TMB becomes an intermediate of 1 imine and 1 amine OR unstabilized diimines

there's a bluish color (OD: 370-650 nm) at this stage. it's very unstable and should be stopped after 30 min.

should be stopped with a stop solution (H2SO4) where it loses another electron to be a stabilized diimine (yellow color here ; OD:450 nm)

what is the standard LDH curve and how do you use it to find your Pt serum's LDH significance

- linear relationship between concentration (ng/mL = x axis) vs. average absorbance (y axis) after an ELISA

- use linear equation and plug in the average absorbance of the Pt serum to find the concentration

- need an enzymatic assay to determine the significance of the ELISA because LDH is measured in U/L

When using TMB as a substrate in a colorimetric ELISA (HRP) without stop solution, what happens

The multi-well plate will remain colorless

When using TMB as a substrate in the presence of hydrogen peroxide and horse-radish peroxidase (HRP), the TMB is:

oxidized

ABTS is one of many alternative chromogenic substrates to TMB when using an HRP/ H2O2 assay readout. Describes the use of ABTS by comparing it the TMB

ABTS is less sensitive than TMB with or without employing stop solution

in an ELISA using TMB and HRP, what spectrophotometer setting would you utilize if you did not have Stop solution

available?

at 370-650 nm because it'll remain blue.

what is LDH and why is it significant to observe in patients

- a glycolytic oxidoreductase enzyme that catalyzes the reversible conversion of pyruvate to lactate resulting in the oxidation of NADH to NAD+.

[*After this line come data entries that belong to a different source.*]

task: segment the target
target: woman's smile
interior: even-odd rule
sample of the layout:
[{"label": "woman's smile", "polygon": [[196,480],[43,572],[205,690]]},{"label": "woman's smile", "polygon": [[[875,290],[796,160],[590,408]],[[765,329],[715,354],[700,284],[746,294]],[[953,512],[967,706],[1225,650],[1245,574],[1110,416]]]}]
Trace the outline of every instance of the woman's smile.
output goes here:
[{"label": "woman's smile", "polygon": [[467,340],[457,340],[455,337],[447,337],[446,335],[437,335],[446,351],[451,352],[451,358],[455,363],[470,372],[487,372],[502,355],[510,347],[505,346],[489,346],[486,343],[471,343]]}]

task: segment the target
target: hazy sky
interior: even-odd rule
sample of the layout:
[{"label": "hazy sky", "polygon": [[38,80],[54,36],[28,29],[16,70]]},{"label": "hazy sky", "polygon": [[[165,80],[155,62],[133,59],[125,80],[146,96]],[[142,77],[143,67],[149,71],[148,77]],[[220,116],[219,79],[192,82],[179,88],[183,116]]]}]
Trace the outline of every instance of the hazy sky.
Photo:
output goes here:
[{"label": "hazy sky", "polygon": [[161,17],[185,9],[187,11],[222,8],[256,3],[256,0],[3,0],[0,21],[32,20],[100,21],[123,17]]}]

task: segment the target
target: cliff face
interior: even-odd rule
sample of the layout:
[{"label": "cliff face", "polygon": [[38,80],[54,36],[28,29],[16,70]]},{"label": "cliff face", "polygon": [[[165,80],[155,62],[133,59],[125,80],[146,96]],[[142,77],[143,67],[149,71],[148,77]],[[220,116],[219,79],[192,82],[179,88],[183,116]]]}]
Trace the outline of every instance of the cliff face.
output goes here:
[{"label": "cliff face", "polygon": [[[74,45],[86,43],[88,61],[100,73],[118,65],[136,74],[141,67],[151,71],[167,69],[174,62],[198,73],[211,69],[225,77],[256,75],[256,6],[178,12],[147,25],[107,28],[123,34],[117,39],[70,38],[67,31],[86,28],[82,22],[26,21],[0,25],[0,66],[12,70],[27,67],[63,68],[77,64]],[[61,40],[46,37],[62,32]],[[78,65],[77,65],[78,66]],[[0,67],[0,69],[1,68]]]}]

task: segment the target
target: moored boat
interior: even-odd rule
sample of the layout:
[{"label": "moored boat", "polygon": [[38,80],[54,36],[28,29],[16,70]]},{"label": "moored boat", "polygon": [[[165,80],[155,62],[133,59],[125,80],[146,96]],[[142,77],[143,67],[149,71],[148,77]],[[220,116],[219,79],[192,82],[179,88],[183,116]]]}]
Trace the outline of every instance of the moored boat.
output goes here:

- found in most tissues, yet concentrated in muscle, kidney and liver cells.

- Malignant cells release intracellular enzymes through damaged cell membranes via mitochondrial machinery alteration and apoptosis dysregulation.

- increased LDH is usually recognized as a tumor marker

- elevated serum LDH at the time of initial diagnosis have inferior survival outcomes

how is LDH used in International Prognostic Index (IPI)

LDH level is a clinical tool for predicting the prognosis of patients with aggressive malignancies.